21 Sept. 1803

Evidence

Note

Instructions

Considerations

1. Interests in general

Situations

Party and witness

4. A cause particularly connected with the actual state of English jurisprudence is the want of the means of commanding the testimony of unwilling witnesses, of witnesses whom possession of the required facts is inferred from their situation, at the time in question, in a word from any other source than information furnished directly or indirectly from themselves. The effect of this deficiency will be most readily and clearly perceived, by the observation of those cases to which it does not extend.

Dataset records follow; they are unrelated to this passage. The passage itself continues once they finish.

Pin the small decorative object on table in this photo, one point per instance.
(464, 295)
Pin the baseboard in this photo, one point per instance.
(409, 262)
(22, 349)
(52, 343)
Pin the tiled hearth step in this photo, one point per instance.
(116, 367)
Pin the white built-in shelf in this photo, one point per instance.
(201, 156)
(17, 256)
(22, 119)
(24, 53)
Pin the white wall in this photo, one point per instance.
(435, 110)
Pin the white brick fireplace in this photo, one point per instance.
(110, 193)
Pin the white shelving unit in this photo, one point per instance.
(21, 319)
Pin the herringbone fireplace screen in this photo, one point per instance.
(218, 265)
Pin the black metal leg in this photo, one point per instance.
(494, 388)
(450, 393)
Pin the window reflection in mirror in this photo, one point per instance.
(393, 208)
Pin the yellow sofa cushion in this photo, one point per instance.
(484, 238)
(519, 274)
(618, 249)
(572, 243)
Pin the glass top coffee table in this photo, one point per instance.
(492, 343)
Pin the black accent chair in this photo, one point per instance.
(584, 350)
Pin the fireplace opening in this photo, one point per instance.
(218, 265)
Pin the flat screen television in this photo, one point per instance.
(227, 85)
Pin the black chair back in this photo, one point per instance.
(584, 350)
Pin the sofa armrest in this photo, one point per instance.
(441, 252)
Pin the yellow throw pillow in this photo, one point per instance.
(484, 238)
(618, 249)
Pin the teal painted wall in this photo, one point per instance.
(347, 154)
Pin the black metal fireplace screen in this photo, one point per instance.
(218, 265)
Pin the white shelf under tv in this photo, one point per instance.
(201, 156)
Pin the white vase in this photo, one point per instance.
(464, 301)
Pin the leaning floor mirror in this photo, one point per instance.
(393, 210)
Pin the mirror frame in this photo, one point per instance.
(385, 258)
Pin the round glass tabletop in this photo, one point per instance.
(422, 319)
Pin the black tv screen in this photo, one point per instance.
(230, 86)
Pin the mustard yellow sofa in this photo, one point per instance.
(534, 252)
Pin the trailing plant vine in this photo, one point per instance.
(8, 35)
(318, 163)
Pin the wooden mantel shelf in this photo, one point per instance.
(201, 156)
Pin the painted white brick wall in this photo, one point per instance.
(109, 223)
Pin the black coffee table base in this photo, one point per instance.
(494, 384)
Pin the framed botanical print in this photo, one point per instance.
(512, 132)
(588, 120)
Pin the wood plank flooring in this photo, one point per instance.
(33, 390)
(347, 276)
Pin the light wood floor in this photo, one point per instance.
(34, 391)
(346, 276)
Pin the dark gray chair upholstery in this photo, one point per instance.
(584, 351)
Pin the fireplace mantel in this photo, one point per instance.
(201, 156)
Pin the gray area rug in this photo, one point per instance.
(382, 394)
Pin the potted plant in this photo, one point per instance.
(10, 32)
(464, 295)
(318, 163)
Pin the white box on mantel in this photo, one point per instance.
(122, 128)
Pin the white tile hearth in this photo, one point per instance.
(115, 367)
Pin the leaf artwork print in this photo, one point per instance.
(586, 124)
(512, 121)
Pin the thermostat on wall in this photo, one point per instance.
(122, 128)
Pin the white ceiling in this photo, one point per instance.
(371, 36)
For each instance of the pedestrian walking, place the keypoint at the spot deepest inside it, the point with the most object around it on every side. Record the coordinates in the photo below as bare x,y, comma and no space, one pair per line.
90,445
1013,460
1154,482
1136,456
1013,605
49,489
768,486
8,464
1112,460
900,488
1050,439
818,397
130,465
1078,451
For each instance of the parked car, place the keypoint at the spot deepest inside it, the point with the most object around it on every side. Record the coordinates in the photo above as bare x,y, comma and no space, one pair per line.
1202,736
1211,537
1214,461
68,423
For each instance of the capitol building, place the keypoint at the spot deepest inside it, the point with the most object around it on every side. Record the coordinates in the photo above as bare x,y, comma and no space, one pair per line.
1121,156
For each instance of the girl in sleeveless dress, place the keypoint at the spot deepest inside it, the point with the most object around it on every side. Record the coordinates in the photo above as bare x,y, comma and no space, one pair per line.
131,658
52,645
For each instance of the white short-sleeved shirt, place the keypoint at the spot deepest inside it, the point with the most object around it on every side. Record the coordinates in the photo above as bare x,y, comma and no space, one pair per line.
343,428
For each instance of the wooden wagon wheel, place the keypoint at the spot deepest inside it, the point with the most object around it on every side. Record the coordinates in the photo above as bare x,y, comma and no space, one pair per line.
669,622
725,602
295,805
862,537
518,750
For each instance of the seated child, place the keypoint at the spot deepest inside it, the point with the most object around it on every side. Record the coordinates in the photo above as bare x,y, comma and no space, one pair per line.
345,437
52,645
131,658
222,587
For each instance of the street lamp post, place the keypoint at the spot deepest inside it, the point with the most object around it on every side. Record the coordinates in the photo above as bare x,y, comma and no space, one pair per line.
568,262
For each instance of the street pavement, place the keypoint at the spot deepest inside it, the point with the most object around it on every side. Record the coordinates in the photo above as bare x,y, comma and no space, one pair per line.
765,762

On the occasion of those preliminary examinations which have place in the case of prosecutions for such crimes as have been raised by the law to the rank of felonies witnesses /evidence/ of all sorts is brought forward as fast as the lights afforded by one witness serve to indicate the further lights that may be expected from another; and the testimony of witnesses where testimony /evidence/ being of the hearsay kind could not be with propriety received into the mass of evidence of which the grounds of the decision are comprised, may yet in the character of indicative evidence serve to bring to light the testimony of immediate witnesses who being ill disposed to that side of the cause which stood in need of their assistance would not have come forward of themselves, nor would have been brought forward at all but for the indication so obtained.

But the greater the number of unwilling witnesses are by the above or any other cause excluded the greater of course must be the number of willing witnesses in proportion to the whole number brought forward and considered.